Pulau Penyengat terus memperkuat perannya sebagai destinasi wisata sejarah, budaya, dan religi yang mendorong pertumbuhan ekonomi di Provinsi Kepulauan Riau.
Pulau ini dikenal sebagai miniatur kejayaan peradaban Melayu-Islam. Dari pulau ini lahir tata bahasa Melayu yang menjadi dasar Bahasa Indonesia melalui karya tokoh besar Raja Ali Haji. Pemerintah juga menetapkan Pulau Penyengat sebagai cagar budaya nasional sekaligus mengembangkannya sebagai destinasi wisata halal unggulan.
Pemerintah Provinsi Kepulauan Riau terus merevitalisasi kawasan Pulau Penyengat secara masif. Program ini sejalan dengan arah pembangunan pariwisata nasional dalam Peraturan Presiden Nomor 12 Tahun 2025 tentang RPJMN 2024–2029 yang menekankan konsep pariwisata berkualitas dan berkelanjutan melalui pendekatan pariwisata regeneratif.
Konsep tersebut menekankan keterlibatan masyarakat serta mendorong dampak positif bagi lingkungan, sosial, ekonomi, dan budaya.
Presiden Prabowo Subianto juga menginstruksikan penerapan Gerakan Indonesia ASRI (Aman, Sehat, Rapi, dan Indah) serta Gerakan Wisata Bersih untuk menjaga kebersihan dan kenyamanan destinasi wisata di seluruh daerah.
Menindaklanjuti kebijakan itu, Gubernur Kepulauan Riau Ansar Ahmad mempercepat penataan kawasan Pulau Penyengat.
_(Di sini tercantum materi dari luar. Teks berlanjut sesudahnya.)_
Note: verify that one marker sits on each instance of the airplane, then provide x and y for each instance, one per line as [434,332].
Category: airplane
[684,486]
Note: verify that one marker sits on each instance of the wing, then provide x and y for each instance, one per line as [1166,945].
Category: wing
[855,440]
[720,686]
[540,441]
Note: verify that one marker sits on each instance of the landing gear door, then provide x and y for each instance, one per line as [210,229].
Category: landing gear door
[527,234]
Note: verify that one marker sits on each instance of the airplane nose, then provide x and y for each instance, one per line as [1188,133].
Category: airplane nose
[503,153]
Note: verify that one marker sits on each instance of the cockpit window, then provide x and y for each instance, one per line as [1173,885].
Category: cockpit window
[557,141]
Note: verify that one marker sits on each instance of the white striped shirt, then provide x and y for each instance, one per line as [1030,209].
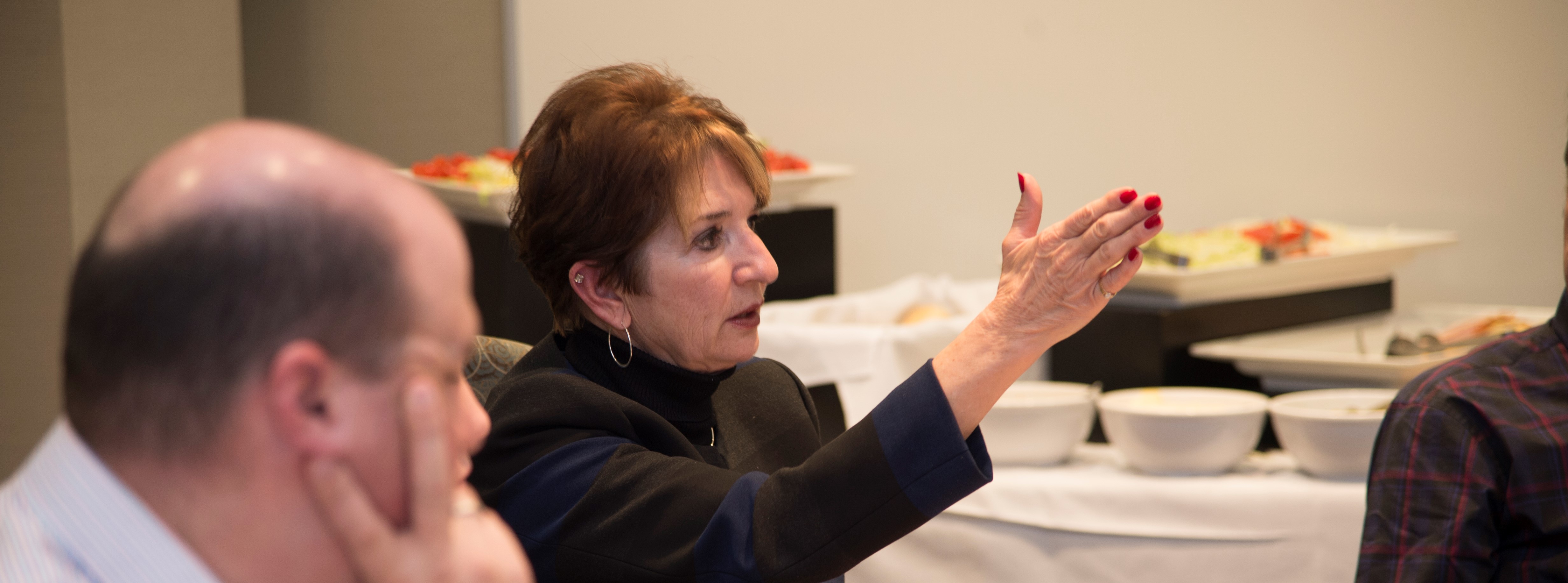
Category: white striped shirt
[65,518]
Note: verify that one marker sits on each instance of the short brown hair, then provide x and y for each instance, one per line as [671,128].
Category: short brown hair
[612,156]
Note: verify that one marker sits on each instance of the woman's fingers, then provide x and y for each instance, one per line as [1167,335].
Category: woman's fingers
[1084,218]
[1120,247]
[1026,218]
[1117,223]
[368,537]
[430,463]
[1119,276]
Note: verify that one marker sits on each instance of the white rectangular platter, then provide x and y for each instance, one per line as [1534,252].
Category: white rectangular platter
[1383,250]
[1351,352]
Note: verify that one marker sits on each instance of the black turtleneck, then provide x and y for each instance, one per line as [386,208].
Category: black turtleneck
[681,397]
[606,474]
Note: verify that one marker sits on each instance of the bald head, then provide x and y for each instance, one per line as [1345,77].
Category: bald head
[227,247]
[247,165]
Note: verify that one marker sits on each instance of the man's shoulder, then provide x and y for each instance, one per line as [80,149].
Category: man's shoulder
[27,552]
[1514,364]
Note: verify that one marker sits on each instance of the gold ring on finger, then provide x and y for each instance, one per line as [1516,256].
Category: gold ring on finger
[1101,289]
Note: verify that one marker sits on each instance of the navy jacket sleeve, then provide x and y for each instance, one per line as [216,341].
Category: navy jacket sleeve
[601,505]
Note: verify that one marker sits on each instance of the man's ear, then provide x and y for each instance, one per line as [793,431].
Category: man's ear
[595,292]
[298,397]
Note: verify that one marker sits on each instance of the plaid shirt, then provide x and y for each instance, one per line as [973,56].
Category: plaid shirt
[1470,477]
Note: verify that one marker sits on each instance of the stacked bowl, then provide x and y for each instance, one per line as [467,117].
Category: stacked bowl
[1183,430]
[1332,432]
[1039,422]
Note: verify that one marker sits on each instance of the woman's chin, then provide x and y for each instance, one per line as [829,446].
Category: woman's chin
[738,350]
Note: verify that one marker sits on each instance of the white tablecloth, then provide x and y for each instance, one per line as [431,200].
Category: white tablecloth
[1095,521]
[855,342]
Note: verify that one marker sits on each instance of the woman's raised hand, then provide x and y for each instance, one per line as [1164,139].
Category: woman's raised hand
[1054,281]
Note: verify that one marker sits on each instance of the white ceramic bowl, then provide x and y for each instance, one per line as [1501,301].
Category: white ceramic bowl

Pemerintah membangun dan memperbaiki jalan kawasan, drainase, lampu penerangan, serta menata objek wisata. Pemerintah juga menyediakan fasilitas umum seperti toilet dan sistem pengelolaan sampah.
Pengembangan pariwisata juga melibatkan masyarakat melalui penguatan UMKM, pengelolaan homestay, dan penyelenggaraan atraksi wisata berbasis budaya lokal.
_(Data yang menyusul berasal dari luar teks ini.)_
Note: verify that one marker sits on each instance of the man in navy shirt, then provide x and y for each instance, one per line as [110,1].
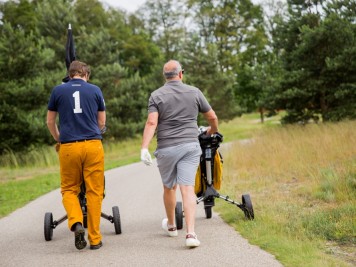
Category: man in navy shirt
[81,109]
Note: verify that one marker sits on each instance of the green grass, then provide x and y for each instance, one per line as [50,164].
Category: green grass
[15,194]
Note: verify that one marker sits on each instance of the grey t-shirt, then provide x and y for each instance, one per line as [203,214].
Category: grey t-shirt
[178,106]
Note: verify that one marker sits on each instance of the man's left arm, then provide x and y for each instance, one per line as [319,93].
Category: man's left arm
[101,119]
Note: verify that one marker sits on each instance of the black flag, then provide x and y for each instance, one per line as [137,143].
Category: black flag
[70,51]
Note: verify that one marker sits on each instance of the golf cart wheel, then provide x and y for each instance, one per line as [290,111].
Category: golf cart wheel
[248,208]
[208,212]
[179,215]
[116,219]
[48,226]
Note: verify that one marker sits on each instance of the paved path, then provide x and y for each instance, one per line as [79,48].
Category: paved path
[137,191]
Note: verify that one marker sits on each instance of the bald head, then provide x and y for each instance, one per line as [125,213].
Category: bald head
[172,70]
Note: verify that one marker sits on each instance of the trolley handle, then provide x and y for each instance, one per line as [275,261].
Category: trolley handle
[214,139]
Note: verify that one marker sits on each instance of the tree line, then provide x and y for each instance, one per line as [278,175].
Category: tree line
[298,56]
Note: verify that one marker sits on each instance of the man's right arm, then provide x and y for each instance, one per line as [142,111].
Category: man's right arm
[212,119]
[51,124]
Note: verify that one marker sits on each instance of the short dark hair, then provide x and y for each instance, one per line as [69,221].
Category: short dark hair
[78,68]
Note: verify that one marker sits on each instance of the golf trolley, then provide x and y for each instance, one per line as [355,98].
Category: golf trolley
[49,224]
[207,194]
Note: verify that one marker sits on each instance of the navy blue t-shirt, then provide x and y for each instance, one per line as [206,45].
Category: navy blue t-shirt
[77,103]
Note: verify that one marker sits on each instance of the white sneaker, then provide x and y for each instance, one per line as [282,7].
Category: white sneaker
[171,231]
[191,240]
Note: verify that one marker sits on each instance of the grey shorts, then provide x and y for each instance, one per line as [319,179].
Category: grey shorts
[178,164]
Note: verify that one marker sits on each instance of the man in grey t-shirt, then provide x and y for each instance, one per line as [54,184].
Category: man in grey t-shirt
[173,110]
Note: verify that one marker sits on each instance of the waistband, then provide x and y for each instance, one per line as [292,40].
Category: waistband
[81,140]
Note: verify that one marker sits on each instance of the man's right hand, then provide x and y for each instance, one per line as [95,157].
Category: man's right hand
[146,156]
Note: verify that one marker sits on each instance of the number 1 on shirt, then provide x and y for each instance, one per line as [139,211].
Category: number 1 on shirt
[77,108]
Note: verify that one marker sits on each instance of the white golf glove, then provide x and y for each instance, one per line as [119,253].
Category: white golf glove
[146,156]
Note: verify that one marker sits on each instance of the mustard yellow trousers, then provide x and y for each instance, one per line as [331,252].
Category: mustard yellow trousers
[83,162]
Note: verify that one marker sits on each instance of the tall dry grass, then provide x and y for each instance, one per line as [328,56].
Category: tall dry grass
[302,181]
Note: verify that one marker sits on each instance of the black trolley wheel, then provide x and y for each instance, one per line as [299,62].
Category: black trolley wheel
[179,215]
[247,207]
[85,220]
[48,226]
[116,219]
[208,212]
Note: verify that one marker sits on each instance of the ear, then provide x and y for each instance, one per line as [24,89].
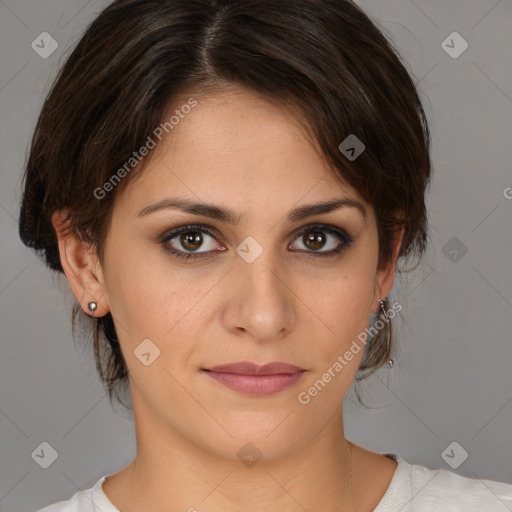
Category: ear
[385,276]
[81,266]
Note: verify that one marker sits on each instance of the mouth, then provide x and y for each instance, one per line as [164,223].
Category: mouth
[251,379]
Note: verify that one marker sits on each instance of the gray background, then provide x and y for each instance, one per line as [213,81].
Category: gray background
[452,379]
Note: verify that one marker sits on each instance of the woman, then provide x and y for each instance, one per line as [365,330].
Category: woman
[228,188]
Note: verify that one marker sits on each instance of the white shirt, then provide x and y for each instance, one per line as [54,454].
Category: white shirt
[414,488]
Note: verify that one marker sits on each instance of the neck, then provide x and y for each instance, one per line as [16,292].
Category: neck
[170,469]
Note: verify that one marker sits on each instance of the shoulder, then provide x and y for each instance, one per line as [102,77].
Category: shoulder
[89,500]
[419,488]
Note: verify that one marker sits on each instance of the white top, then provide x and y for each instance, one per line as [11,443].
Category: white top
[414,488]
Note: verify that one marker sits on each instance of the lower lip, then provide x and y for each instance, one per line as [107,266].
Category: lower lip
[256,384]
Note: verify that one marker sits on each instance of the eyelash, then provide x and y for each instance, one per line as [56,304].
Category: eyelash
[345,239]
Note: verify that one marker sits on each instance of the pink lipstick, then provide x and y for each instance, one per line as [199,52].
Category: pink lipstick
[249,378]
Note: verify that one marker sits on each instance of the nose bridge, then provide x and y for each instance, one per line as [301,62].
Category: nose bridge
[265,302]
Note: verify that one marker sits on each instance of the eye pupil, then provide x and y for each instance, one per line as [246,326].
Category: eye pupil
[317,238]
[193,238]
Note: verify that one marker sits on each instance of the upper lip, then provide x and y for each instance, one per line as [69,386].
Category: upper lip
[248,368]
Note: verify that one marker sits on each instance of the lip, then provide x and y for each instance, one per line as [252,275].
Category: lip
[251,379]
[248,368]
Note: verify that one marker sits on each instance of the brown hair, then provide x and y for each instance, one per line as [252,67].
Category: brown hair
[323,59]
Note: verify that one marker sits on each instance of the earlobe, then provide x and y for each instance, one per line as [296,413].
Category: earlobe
[386,275]
[81,267]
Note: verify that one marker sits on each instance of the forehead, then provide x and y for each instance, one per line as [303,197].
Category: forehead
[237,147]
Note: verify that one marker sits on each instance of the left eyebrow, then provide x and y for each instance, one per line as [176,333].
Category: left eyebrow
[229,216]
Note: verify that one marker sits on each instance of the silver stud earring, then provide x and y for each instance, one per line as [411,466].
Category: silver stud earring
[382,307]
[92,307]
Kepala Dinas Pariwisata Kepri, Hasan, menegaskan Pulau Penyengat memiliki potensi besar sebagai destinasi wisata sejarah dan budaya.
“Pulau Penyengat tidak hanya memiliki nilai sejarah tinggi, tetapi juga mampu menggerakkan ekonomi daerah melalui pariwisata budaya dan religi,” ujarnya.
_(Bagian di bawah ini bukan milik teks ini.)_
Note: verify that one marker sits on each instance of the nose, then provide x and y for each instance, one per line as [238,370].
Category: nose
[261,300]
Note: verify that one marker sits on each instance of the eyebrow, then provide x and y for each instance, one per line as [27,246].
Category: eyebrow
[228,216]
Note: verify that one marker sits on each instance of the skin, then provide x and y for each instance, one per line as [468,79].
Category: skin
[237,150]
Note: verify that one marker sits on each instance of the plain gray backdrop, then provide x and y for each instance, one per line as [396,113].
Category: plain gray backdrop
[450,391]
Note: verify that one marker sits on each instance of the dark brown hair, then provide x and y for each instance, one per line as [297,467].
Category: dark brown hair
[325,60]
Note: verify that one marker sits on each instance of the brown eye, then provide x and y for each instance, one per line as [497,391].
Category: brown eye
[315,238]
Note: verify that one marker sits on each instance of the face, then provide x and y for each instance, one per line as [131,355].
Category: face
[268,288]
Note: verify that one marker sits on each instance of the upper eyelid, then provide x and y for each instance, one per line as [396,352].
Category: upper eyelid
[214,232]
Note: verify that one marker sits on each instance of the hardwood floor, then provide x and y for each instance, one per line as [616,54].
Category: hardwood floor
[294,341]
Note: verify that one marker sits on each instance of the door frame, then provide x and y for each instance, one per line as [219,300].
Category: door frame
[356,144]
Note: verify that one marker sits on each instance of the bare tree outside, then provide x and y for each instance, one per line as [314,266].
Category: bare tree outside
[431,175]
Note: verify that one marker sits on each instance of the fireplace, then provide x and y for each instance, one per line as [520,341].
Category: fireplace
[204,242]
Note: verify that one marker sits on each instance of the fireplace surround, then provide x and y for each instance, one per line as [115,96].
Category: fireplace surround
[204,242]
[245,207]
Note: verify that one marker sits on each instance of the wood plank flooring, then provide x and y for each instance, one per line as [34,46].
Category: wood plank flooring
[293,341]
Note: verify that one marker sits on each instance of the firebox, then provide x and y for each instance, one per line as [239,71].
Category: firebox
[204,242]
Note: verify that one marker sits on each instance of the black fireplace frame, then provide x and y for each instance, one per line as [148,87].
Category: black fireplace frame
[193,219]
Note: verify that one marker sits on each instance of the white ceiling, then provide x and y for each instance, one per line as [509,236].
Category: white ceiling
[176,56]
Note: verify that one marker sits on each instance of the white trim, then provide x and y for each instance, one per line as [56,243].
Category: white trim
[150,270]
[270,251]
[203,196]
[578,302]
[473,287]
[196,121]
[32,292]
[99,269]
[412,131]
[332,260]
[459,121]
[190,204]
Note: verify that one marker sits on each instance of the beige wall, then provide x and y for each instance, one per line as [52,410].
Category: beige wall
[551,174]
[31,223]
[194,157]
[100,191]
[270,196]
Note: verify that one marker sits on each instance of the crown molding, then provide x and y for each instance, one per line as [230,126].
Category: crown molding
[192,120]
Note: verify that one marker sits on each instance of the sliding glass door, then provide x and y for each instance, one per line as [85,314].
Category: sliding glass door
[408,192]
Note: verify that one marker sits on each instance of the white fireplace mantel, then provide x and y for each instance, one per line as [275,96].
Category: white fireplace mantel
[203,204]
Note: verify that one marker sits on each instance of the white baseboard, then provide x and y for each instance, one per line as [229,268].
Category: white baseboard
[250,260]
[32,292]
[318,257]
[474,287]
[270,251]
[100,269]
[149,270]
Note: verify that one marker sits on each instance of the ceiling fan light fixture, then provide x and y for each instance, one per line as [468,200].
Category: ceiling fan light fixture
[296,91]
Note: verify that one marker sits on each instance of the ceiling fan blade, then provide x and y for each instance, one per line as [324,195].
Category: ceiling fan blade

Hasan menambahkan, pendekatan pariwisata regeneratif menjadi kunci pengembangan Pulau Penyengat.
“Pariwisata harus memberi manfaat ekonomi sekaligus memperbaiki lingkungan, sosial, dan budaya dengan melibatkan masyarakat,” katanya.
Upaya ini mulai menunjukkan hasil. Pada Januari–Maret 2026, kunjungan wisatawan ke Pulau Penyengat mencapai sekitar 6.200 orang. Wisatawan datang dari Malaysia, Singapura, Eropa, serta berbagai daerah di Indonesia, terutama saat libur nasional dan Idulfitri.
Menurut Hasan, peningkatan kunjungan tersebut membuka peluang ekonomi bagi masyarakat.
“Ini menjadi kesempatan bagi masyarakat untuk mengembangkan UMKM, homestay, dan berbagai layanan wisata,” jelasnya.
Pemerintah Provinsi Kepri bersama Pemerintah Kota Tanjungpinang juga membina pelaku UMKM dan pengelola homestay agar mampu memberikan layanan wisata yang berkualitas.
Masyarakat juga diimbau menjaga kebersihan dan kelestarian lingkungan.
“Wisatawan akan kembali berkunjung jika destinasi bersih, nyaman, dan ramah. Karena itu, peran masyarakat sangat penting,” tambah Hasan.
Ke depan, Gubernur Ansar Ahmad menegaskan komitmennya melanjutkan pembangunan Pulau Penyengat. Pemerintah merencanakan pembangunan monumen bahasa, peningkatan penerangan jalan, serta revitalisasi lanjutan Balai Adat sebagai destinasi wisata baru.
Hasan menyebut pembangunan monumen bahasa dan museum akan menjadi daya tarik baru sekaligus penggerak ekonomi daerah.
“Monumen bahasa akan menjadi ikon baru yang memperkuat identitas sejarah sekaligus memberi efek berganda bagi pariwisata dan ekonomi kreatif,” ujarnya.